In this sense, both in Cantabria and in Castilla-La Mancha and La Rioja the number of beneficiaries increased compared to a year earlier, but this was not the case in Madrid. The latter is the community with the greatest decrease (3.4% less) together with Catalonia and Extremadura, where they also fell. On the contrary, in the Valencian Community there was 17% more, while in the Balearic and Canary Islands they increased by 15% and 9%. Another piece of evidence of territorial inequality, points out the association, is the difference in investment per beneficiary person: according to its figures, the community that allocated the largest amount was Euskadi with 12,480 euros per year, practically double the one that invested the least, which It was Andalusia with 6,251 euros.

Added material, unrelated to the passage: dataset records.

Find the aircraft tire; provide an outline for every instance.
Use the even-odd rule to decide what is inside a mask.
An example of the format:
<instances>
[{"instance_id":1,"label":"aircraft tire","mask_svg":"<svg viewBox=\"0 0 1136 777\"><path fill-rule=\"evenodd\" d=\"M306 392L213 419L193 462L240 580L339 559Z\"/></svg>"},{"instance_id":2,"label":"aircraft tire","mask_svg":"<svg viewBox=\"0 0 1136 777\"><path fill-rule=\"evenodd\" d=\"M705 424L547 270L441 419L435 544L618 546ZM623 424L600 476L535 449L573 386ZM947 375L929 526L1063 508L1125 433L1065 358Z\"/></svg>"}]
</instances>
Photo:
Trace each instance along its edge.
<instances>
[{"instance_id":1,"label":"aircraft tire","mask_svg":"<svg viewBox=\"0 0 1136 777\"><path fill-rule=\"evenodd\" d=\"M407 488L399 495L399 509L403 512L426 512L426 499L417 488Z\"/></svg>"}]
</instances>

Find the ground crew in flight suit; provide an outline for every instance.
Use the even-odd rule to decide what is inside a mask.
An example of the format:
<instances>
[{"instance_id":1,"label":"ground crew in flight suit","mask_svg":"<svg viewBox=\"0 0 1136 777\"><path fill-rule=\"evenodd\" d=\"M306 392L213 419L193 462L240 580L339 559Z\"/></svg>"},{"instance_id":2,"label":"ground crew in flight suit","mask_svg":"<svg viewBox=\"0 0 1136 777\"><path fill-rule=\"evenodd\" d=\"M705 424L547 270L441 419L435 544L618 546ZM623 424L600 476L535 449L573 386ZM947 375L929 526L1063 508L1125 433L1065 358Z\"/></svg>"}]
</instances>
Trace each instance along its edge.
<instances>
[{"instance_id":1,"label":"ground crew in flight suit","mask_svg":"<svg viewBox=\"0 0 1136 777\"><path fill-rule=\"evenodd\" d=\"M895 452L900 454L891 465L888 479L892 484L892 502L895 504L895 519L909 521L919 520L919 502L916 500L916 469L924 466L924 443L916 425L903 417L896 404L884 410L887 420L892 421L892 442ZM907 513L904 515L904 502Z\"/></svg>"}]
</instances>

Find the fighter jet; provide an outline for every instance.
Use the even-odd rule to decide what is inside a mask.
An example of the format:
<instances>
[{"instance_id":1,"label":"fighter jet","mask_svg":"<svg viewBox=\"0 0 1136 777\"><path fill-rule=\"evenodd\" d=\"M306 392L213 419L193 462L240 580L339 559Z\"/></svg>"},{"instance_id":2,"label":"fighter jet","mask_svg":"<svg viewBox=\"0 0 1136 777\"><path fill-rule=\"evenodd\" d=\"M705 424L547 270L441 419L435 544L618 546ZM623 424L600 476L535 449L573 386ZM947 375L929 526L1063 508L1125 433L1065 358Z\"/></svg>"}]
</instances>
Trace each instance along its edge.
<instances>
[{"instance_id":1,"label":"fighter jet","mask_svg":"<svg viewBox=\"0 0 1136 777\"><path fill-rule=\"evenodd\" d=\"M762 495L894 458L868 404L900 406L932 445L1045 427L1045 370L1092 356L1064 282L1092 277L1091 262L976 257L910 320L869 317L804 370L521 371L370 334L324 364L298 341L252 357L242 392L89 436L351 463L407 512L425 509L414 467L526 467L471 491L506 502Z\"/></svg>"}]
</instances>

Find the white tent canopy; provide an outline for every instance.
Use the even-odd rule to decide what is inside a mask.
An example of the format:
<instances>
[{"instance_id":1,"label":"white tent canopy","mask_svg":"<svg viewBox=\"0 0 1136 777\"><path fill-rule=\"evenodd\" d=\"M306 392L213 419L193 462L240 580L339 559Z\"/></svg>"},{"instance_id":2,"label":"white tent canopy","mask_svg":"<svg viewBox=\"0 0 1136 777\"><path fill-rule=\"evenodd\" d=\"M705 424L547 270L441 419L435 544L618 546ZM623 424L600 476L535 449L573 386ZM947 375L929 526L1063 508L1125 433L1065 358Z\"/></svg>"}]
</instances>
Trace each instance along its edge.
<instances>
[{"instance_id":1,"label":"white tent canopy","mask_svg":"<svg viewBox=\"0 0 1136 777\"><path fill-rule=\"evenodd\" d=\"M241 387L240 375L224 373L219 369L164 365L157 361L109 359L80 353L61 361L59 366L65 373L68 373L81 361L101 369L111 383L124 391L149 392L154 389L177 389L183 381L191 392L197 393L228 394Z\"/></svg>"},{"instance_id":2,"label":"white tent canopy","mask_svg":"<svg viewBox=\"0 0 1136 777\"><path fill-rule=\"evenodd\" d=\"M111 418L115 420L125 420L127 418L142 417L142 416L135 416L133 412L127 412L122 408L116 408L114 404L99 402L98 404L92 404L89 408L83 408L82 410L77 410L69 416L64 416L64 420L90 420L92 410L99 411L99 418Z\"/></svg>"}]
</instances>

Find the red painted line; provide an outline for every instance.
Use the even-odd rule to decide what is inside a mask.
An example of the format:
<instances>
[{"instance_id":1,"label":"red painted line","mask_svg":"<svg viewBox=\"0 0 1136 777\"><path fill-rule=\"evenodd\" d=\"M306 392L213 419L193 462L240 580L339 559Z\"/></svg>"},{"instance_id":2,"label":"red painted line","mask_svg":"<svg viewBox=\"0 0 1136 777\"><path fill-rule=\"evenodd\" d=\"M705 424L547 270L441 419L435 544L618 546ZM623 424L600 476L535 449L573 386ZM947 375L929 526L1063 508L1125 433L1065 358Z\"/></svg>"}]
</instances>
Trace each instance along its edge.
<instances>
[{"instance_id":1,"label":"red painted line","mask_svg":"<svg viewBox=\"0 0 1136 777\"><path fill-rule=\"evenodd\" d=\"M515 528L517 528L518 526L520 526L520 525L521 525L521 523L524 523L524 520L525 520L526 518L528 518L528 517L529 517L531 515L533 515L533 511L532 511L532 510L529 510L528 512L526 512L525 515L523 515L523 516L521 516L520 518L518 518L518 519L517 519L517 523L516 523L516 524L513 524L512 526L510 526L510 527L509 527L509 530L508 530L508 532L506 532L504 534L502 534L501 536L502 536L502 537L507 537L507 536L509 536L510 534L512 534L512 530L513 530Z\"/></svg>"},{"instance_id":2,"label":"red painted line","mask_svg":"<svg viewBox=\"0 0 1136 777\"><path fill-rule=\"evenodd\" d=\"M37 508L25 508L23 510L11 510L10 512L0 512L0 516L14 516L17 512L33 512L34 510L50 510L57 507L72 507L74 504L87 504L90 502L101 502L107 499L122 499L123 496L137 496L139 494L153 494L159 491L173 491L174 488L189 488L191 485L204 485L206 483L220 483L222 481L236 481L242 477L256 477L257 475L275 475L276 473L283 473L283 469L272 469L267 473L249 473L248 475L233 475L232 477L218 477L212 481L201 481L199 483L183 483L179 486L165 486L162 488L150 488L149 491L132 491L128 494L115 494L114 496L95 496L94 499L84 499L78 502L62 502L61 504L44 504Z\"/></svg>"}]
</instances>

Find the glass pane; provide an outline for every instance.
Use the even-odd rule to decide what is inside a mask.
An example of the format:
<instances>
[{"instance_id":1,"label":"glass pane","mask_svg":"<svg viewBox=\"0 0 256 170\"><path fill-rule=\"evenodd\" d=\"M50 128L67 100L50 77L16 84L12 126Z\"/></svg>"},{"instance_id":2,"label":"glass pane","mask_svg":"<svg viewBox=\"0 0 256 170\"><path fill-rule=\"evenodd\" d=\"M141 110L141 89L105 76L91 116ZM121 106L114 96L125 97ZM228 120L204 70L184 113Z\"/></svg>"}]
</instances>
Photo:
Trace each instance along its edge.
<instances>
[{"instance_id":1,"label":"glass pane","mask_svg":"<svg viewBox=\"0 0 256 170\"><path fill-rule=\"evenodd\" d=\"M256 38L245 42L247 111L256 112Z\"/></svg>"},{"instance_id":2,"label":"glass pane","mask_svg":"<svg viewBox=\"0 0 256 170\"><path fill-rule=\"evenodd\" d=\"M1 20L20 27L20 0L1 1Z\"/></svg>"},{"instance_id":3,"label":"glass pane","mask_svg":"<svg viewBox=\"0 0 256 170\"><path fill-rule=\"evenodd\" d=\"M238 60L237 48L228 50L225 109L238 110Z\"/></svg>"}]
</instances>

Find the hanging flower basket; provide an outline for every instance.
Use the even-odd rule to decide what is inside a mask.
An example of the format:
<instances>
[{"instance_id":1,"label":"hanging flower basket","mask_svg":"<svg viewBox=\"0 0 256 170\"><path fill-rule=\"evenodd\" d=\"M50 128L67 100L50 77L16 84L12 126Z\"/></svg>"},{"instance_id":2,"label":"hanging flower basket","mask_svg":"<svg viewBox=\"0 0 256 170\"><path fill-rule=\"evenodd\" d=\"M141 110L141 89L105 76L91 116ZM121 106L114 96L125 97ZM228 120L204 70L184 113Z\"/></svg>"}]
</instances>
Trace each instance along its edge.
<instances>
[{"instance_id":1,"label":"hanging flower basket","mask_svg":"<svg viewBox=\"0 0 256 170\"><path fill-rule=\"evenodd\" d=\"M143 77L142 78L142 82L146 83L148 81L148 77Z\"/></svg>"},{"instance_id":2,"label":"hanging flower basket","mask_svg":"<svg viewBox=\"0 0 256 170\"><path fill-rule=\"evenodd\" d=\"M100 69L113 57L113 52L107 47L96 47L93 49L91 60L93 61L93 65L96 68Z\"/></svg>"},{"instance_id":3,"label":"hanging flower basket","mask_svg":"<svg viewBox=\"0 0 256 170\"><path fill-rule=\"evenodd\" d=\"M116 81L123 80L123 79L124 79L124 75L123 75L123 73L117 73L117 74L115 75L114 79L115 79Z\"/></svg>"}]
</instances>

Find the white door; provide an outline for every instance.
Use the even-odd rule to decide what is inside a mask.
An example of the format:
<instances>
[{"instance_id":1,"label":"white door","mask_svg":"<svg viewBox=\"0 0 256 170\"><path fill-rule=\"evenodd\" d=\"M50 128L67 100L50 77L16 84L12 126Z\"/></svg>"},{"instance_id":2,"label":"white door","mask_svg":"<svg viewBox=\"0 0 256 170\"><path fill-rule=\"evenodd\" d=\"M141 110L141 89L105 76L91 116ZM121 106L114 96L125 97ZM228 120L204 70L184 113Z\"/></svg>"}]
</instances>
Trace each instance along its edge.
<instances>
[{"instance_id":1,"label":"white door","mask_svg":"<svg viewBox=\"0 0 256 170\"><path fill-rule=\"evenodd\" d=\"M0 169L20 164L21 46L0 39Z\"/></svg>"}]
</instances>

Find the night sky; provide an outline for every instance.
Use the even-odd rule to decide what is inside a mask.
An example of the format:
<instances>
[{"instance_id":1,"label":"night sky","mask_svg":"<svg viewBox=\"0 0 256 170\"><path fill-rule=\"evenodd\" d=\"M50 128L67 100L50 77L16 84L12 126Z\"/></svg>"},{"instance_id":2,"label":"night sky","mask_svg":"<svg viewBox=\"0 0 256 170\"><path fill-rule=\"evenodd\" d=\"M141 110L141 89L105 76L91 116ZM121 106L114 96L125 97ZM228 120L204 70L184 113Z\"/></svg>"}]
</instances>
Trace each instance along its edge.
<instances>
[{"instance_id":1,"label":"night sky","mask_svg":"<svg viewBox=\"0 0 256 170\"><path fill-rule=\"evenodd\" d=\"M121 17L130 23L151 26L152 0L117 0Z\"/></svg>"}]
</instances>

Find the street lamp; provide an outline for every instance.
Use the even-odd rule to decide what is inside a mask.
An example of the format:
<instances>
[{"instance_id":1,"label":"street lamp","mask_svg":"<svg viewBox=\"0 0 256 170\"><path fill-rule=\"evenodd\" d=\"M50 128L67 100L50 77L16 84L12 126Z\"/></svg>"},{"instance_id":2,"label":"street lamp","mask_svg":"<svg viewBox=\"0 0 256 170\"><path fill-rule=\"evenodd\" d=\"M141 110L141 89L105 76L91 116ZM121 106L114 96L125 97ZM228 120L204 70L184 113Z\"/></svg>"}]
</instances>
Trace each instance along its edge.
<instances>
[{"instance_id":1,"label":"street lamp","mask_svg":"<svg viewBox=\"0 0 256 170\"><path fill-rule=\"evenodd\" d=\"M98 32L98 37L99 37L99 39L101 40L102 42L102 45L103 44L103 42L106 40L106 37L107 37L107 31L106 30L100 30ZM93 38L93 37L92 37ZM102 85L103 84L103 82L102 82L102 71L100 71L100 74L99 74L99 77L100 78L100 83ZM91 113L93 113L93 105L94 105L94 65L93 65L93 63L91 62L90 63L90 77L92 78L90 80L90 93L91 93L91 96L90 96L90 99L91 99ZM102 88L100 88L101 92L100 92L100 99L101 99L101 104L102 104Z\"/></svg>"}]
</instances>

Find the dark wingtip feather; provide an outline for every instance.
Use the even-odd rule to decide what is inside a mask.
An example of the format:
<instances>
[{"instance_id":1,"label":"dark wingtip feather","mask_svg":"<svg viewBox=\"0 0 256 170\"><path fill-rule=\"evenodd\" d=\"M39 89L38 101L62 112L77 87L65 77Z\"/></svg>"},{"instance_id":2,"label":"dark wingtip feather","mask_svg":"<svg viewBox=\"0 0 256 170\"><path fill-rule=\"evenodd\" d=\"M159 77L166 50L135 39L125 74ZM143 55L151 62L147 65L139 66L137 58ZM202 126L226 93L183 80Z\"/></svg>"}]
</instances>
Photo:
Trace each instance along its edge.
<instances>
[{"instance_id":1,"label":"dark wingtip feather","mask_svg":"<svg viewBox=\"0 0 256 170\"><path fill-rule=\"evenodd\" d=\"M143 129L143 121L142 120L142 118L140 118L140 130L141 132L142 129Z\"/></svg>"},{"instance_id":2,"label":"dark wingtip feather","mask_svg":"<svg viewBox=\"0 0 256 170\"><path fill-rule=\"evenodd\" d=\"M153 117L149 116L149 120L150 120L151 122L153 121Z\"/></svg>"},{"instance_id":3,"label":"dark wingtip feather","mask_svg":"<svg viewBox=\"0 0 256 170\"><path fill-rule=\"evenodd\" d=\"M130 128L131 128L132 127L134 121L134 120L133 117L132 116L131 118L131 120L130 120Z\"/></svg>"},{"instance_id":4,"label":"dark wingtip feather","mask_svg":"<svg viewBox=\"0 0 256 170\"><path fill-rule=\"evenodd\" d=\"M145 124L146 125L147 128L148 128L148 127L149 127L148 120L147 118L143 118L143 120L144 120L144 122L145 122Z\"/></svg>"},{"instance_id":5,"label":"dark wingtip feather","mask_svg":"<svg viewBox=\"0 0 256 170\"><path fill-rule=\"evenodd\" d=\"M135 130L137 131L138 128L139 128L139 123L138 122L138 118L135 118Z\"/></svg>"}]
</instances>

More than 55,000 died on the waiting list
The data analyzed by the Association of Directors and Managers of Social Services also reveal that the State contributed in 2020 only 15.6% of the public financing of the system. It is the lowest percentage since the Dependency Law was approved in 2007. And that despite the fact that the norm states that central Administration and communities must share 50% of the financing of these services and benefits.
State investment was reduced in 2012 with the cuts made by the Popular Party during the economic crisis, and from then on “it stagnated”, denounces the Association of Directors and Managers of Social Services. This despite the fact that the waiting lists have not been reduced and they are an endemic problem of the system. As of December 31, 2020, just over 230,000 people had the recognized right, but did not yet have a benefit. According to the association’s analysis, 55,487 people died on the agency’s waiting lists in the year of COVID. 21,005 of them pending resolution of degree and another 34,370 already valued and entitled, but waiting for the benefit.
The association welcomes that the coalition Government has committed in the General Budgets of 2021 an increase in financing of 623 million euros and asks the ministry to replicate in the next, currently under negotiation. That, at least, was the commitment of the department led by Ione Belarra: to increase the financing in the public accounts of 2022 and 2023 cumulatively, in total about 3,600 million.